Schließung von sieben Pfarrbüros – Bankrott der Kirchengemeinden?

Schließung von sieben Pfarrbüros – Bankrott der Kirchengemeinden?

Dicke Luft im Sendungsraum Neuss-Süd: Sieben Pfarrbüros sollen geschlossen, ihre Aufgaben in einem Verwaltungszentrum zusammengefasst werden. Während die Gemeindeleitung diese Entscheidung auf ihre Fürsorgepflicht gegenüber den Mitarbeiterinnen stützt, sprechen Gläubige vom „Bankrott der Kirchengemeinden“.

In den Pfarreiengemeinschaften „Rund um die Erftmündung“ und „Apostelpfarren“ gab es bislang zwei Pastoral- und sechs Kontaktbüros. Letztere waren seit Mitte März wegen der Corona-Pandemielage geschlossen. Jetzt erfuhren die Gemeinden durch einen Brief von Pfarrverweser Kaplan Sebastian Lambertz und Verwaltungsleiter Christoph Feckler: sie werden nie wieder öffnen.

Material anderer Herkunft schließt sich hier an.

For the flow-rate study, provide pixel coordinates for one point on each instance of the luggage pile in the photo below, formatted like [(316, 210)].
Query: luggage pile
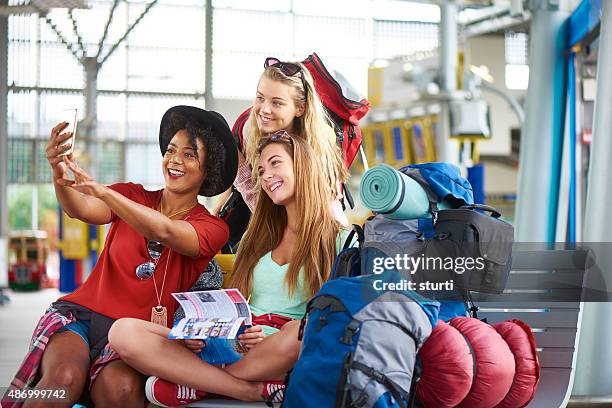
[(365, 347)]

An Stelle der acht Büros an den Kirchen soll es in Zukunft nur noch ein zentrales Büro für den gesamten Neusser Süden geben. Dieses soll in Weckhoven entstehen. „Unser Ziel ist dabei, für den Sendungsraum ein schlagfertiges und gut ausgestattetes Pastoralbüro zu haben, welches den heutigen Erfordernissen in der Verwaltung nachkommen kann“, heißt es in dem Schreiben. In den vergangenen Monaten habe man gemerkt, wie wichtig kurze Wege in den Pastoralbüros sind und wie wichtig Telefon und E-Mail in der Kommunikation geworden sind. „Wir haben alle gelernt, dass es wichtiger ist, jemanden zu erreichen als dass der Ort wichtig ist, wo man jemanden erreicht.“ Deshalb nun die Neuausrichtung mit einem Verwaltungszentrum. Das bisherige zweite Pastoralbüro in Grimlinghausen soll verstärkt als pastorales Zentrum genutzt werden. Die Sprechstunden in den übrigen Büros sollen ersatzlos entfallen.

Heinz Sahnen, Kirchenvorstandsmitglied in der Erfttaler Gemeinde St. Cornelius, spricht von heftigen Diskussionen und Empörung bei den Gemeindemitgliedern. „Ein Pfarrbüro ist mehr als nur eine Anlaufstelle für die Bestellung von Messintentionen oder eine Anmeldestelle für Firmlinge. Das Pfarrbüro ist eine zentrale Stelle der Seelsorge, es ist eine Anlaufstelle für kirchliches Leben in einer Gemeinde“, sagt der 73-jährige, der sich seit Jahrzehnten auf vielfältige Weise für das Gemeinwesen in Erfttal engagiert. Er vergleicht das Pfarrbüro mit einer „örtlichen Telefonseelsorge“. Außerdem kritisiert er, dass weder die pastoralen noch die wirtschaftlichen und kirchenrechtlichen Gremien der Gemeinden mit der Entscheidung befasst worden sind: „Pastoralteam und Laien sollen partnerschaftlich zusammen arbeiten. Ist das geschehen?“

Die Stimmung im Sendungsraum Neuss-Süd ist angespannt – ob die dicke Luft sich bald wieder auflöst oder zu einer Explosion führt, bleibt abzuwarten.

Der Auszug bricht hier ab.